The April 10 meeting will start at 7 p.m. at First United Methodist Church, 7020 Cass St., in Mead Hall (west end of building), with the program at 8 p.m. following support time. Come at 6:30 p.m. for pre-meeting coffee and socializing.
SUPPORT TIME: Sometimes at the end of a PFLAG meeting, I leave Mead Hall feeling really good. That night during support time, someone has received some of the help they desperately need. After 15 years in Omaha PFLAG, the last seven as president, I continue to be amazed at the simplicity involved in Support Time—and also amazed at the good that can result. Most of us in the Support Time Circle know each other. We are veteran PFLAGers. We have our own life experiences.
At most meetings, one or two or a few in the Support Circle are new. They have found PFLAG through word of mouth, by calling our telephone Help Line or by checking our Internet web site. It has taken courage for them to walk through the door of our meeting place. When they get there, they find a warm embrace. They are feeling heartache. We listen, we gently question, we offer words of encouragement.
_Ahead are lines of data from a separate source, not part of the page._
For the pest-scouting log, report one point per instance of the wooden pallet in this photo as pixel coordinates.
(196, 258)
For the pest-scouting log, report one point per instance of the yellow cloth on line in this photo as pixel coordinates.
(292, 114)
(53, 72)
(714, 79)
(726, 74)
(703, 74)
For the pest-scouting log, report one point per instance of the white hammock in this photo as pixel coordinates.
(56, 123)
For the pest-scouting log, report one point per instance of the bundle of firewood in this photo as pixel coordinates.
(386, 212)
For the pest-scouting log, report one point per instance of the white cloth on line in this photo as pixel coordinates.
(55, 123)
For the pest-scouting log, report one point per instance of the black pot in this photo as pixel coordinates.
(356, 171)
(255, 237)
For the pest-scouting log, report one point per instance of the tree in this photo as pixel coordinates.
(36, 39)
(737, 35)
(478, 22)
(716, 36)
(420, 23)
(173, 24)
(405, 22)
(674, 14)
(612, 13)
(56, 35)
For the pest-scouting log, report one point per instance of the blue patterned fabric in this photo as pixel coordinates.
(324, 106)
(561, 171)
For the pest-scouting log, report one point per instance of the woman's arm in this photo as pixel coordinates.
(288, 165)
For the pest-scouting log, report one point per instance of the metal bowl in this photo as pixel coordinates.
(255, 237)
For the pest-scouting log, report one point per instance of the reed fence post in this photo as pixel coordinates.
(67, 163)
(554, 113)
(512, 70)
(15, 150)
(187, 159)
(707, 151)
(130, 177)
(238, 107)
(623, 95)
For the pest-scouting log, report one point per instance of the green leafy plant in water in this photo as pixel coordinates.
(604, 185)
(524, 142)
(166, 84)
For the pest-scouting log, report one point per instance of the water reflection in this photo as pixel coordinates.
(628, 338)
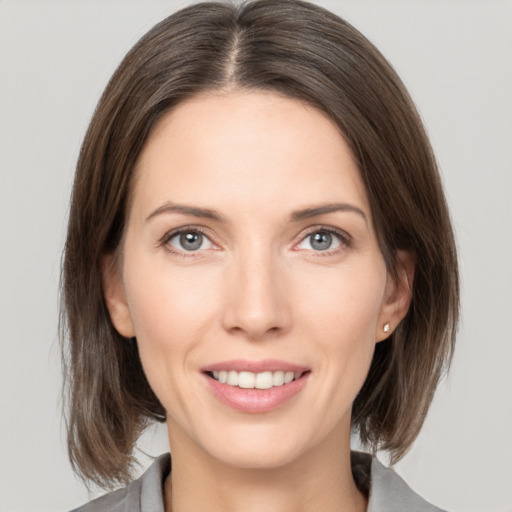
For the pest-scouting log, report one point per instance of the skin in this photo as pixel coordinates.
(256, 289)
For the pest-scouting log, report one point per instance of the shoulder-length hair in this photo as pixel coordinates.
(304, 52)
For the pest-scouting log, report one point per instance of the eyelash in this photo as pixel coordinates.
(345, 240)
(164, 241)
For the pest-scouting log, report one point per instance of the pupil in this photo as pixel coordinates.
(321, 241)
(191, 241)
I also am continually amazed as the number of veteran PFLAGers who keep coming each month and telling little parts of their own stories because they want to be in the place where their life experience might help some new person. I can’t count the number of times I have listened to a veteran PFLAGer with experience in the matter being discussed saying exactly the right thing. I sit there and think how lucky I am to lead this type of organization.
The most important message we give at Support Time is this: You aren’t alone. What is devastating is a feeling of isolation. New people come thinking they don’t know any other parent of a gay, lesbian, bisexual or transgender offspring. They leave knowing there are many other people out there with similar life experiences. On their way out, some stop and thank me or another PFLAGer for the help they received, and to say they will be back.
Our Support Time is an enormously important part of our work as PFLAGers. And yet I almost never write about it. The reason involves confidentiality. What is said during Support Time must stay inside the walls of Mead Hall. I don’t want to write something that would breach someone’s confidentiality.
However, now and then I get someone’s permission to write about their reaction to our Support Time. A decade ago, Tom Fredericksen Jr., came to his first PFLAG meeting as a high school student struggling with uncertainties. Over the years he attended other meetings of PFLAG and of Proud Horizons, and for a time he spoke as a panelist during our Safe Schools appearances.
We didn’t realize until he wrote a letter before he left for the East Coast to continue his college education how much help PFLAG had given him during his roller-coaster life in high school and college. He wrote in part:
“When I came out at age 17, I felt like I was completely alone. . . I can honestly say that I never thought about ending my own life, but I felt that my life, as I knew it, had ended. . .That all began to change in one night: April 9, 1998, my first PFLAG-Omaha meeting. . . It may seem strange that I remember the exact date, but the memory is so vivid because of the drastic change that happened after just two hours. By the time I left that evening, I began to feel a lot better about myself. . .I started to develop a sense of pride—the opposite of shame—in myself as a gay man. . .
“I am truly a better person for my affiliation with all of you, and I am writing to thank you and to let you know that your work is helping and your mission is succeeding.”